Huch! Ist der Blutdruck gerade angestiegen? Meiner steigt nämlich ziemlich schnell an, wenn ich diesen Langeweile- und freie-Zeit-Satz lese. Und noch schlimmer: In meiner Timeline wird darüber philosophiert, wie gut man die Krise jetzt nutzen könnte, um endlich mal an dem Thema Mental Load und der besseren Aufteilung von Aufgaben zu arbeiten.

Ehrlich?

Glaubt wirklich irgendwer, dass es ausgerechnet jetzt, wo die Belastung für Frauen noch höher als sonst ist, der richtige Zeitpunkt gekommen ist, mal auszuhandeln, wie man besser mit Mental Load umgehen könnte?

Mental Load? Was war das noch gleich? Im Rahmen des Equal Care Manifests wurde auf Twitter diskutiert, wie man Mental Load griffig definieren könnte. Dabei kam ein guter Vorschlag von Markus Tschannen:

„Die oft vergessene planerische und organisatorische Last rund um das Familienleben.“

Schlicht „Projektmanagement“, würde man in der freien Wirtschaft wohl sagen. Eine gut bezahlte Stelle, die im Privaten aber wenig Wertschätzung erhält, denn, planen und Verantwortung übernehmen, dass alles läuft, das muss ja nicht extra rausgestellt werden, das Kümmern liegt den Frauen schließlich in den Genen, es ist ihre Natur, sie machen sowas gerne! Wer Anerkennung dafür will, ja pfui, mit dem stimmt was nicht.
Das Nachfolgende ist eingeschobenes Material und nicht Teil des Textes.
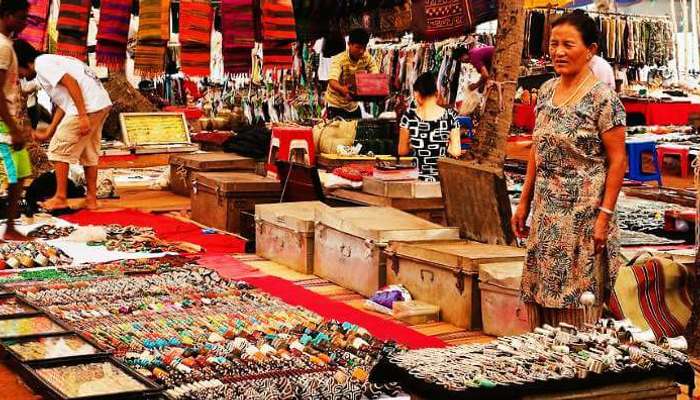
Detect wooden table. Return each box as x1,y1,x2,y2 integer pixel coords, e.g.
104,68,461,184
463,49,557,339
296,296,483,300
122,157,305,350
328,188,446,225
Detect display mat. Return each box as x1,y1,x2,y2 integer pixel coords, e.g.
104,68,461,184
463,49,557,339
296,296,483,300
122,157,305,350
119,113,191,147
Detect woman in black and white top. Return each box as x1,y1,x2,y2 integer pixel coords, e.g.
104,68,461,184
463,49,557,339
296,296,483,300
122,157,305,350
398,72,461,182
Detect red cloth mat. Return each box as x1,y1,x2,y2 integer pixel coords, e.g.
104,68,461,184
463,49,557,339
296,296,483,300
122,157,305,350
62,210,245,254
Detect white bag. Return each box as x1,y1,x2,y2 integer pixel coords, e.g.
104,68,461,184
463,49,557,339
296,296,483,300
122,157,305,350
459,87,482,115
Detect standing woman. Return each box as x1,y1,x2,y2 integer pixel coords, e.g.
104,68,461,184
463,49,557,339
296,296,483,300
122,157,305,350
511,10,627,329
398,72,462,182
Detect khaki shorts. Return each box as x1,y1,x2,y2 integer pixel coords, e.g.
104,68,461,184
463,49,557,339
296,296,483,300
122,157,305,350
48,107,111,166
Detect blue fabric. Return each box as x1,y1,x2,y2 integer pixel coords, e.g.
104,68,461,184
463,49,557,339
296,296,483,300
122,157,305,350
0,143,18,184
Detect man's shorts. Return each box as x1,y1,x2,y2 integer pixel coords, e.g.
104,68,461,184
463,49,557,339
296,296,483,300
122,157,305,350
0,143,32,185
48,107,111,167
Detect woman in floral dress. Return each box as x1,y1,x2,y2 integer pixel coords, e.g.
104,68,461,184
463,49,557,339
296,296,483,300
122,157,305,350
511,10,627,329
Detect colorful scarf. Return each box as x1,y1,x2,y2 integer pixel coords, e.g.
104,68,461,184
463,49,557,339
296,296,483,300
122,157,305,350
135,0,171,76
261,0,296,70
19,0,51,51
56,0,91,61
179,0,213,77
221,0,256,74
96,0,133,70
411,0,473,41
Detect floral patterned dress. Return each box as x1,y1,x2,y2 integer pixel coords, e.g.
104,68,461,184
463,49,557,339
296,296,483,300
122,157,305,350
520,78,626,309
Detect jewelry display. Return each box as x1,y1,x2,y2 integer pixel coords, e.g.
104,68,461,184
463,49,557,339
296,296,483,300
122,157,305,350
0,316,66,338
34,361,149,398
27,225,77,240
5,334,100,361
0,296,38,316
0,242,73,269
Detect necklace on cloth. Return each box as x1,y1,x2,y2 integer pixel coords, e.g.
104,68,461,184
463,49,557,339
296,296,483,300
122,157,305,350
553,71,592,108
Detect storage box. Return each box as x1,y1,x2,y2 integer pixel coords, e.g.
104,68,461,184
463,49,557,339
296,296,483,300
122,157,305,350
314,207,459,297
354,73,390,97
392,300,440,325
169,152,256,196
386,240,525,330
317,154,415,172
479,261,530,336
255,201,331,274
191,172,281,234
363,177,441,199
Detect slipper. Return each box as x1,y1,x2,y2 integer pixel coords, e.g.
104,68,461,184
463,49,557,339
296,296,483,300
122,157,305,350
38,206,78,217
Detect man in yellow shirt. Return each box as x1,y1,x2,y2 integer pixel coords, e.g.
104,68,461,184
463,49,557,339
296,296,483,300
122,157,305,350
325,28,378,120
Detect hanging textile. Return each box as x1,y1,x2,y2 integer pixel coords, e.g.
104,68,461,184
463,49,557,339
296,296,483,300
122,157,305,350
135,0,171,76
56,0,91,61
19,0,51,51
179,0,213,77
96,0,132,70
222,0,255,74
261,0,296,70
376,1,412,39
410,0,473,41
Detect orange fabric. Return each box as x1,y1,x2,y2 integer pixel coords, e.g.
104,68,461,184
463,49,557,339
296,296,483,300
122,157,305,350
0,361,39,399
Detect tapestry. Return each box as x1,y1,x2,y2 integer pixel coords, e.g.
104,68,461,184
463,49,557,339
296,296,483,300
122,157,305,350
222,0,255,73
96,0,132,70
56,0,91,61
19,0,51,51
377,1,412,39
260,0,297,41
262,40,294,70
411,0,472,41
179,0,213,76
134,0,171,76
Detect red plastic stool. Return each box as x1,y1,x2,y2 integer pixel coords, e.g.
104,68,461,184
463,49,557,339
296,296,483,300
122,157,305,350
266,126,315,178
657,144,690,178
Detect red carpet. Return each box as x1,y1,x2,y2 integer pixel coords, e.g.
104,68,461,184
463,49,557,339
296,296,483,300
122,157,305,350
63,210,246,254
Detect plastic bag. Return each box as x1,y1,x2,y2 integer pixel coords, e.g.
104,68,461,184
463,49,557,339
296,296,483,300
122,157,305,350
363,284,413,315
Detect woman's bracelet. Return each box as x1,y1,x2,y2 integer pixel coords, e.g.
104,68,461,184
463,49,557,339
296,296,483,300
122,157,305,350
598,206,614,216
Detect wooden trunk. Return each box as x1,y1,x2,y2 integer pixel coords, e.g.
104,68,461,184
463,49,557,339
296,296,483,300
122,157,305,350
362,177,442,199
170,152,256,196
385,240,525,330
479,261,530,336
328,188,446,225
313,207,459,297
255,201,330,274
191,172,281,234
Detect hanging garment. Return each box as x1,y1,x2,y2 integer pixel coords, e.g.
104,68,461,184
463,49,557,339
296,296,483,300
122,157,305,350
179,0,213,77
261,0,297,70
222,0,255,74
56,0,91,60
96,0,132,70
411,0,472,41
19,0,51,52
527,11,545,59
134,0,170,76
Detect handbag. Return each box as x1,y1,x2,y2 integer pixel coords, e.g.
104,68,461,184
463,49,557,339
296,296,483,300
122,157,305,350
609,252,693,339
313,119,359,154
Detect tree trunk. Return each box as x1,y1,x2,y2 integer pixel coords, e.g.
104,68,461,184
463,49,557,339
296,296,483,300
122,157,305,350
685,245,700,358
469,0,527,170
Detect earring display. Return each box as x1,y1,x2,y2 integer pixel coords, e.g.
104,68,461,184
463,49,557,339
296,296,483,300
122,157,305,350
4,334,101,361
33,361,151,398
0,316,67,338
0,296,38,317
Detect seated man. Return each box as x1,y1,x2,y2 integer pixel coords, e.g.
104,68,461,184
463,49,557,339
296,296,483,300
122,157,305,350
324,28,378,120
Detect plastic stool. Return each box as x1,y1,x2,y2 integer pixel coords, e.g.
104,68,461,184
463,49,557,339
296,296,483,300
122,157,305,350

Soweit so gut und jetzt sitzen wir in der Coronazeit und die Kinder, die sonst im Kindergarten und in der Schule sind, sitzen zuhause, isoliert von ihrer Peer-Group und müssen beschäftigt und unterrichtet werden. Zeitgleich findet der Staat, der viel investiert hat, dass Frauen doch bitte erwerbsarbeiten gehen: „Ja, haha. Ist jetzt anstrengend diese Sache, aber naja, haha, da müssen wir jetzt durch.“ und von vielen Ecken krakelt es: „Jahaaa! IHR habt doch Kinder gewollt und jetzt, da ihr EINMAL Zeit mit ihnen verbringen müsst, heult ihr so rum…“ und „Wie hat das Großmuttern damals eigentlich geschafft mit den sechs Kindern im Krieg als sie im Schnee fliehen mussten, hmmm?“

Danke für nichts. Wie schade, dass ganz grundlegende Dinge nicht verstanden werden und dass es doch so wenig Empathie gibt und so viele denken, es handele sich hier um eine ganz individuelle private Problematik und die sei doch ganz einfach zu lösen wenn man sich an den Rollenbildern der 1950er orientiert. Denn da hat das ja noch geklappt und sind wir doch mal ehrlich: Ja, mei, die meisten Männer verdienen eben mehr und damit die Familie finanziell abgesichert ist, ist es doch völlig klar, dass sich jetzt die Frauen um Haushalt und Kinder kümmern!

Was bedeutet Corona-Lockdown für die Belastung? Wenn früher erwerbstätige Frauen drei Jobs zu erledigen hatten (Projektmanagement, Sacharbeit Umsetzung ToDos und Erwerbsarbeit), dann sind sie jetzt bitte auch noch Köchin, Hygienebeauftragte, Erzieherin und Lehrerinnen für Deutsch, Mathe, Englisch, Sachkunde, Kunst, Französisch, Chemie, Physik etc. und Systemadministratorin.

Denn:

  • Wer kümmert sich darum, dass alle in der Familie mehrere Masken haben?
  • Wer näht sie vielleicht sogar?
  • Wer denkt dran, dass die Masken regelmäßig ausgekocht werden?
  • Wer übt mit den Kindern das korrekte Anziehen, Tragen, Ausziehen von Masken?
  • Wer erinnert die Kinder ans regelmäßige Händewaschen und achtet auf die korrekte Durchführung?
  • Wer kocht die zusätzlichen Mahlzeiten und bereitet die Snacks?
  • Wer trägt Sorge für den täglichen Bewegungsausgleich?
  • Wer kommuniziert mit den Lehrer*innen, schaut auf die Plattformen, ob neue Aufgaben da sind? Begleitet die Kinder beim Lernen? Sorgt für die fristgerechte Einreichung fertiggestellter Aufgaben?
  • Wer sorgt dafür dass die 200 Arbeitsblätter ausgedruckt, geordnet und zugeteilt werden?
  • Wer hält im Auge, dass es genug Druckerpapier und Toner gibt?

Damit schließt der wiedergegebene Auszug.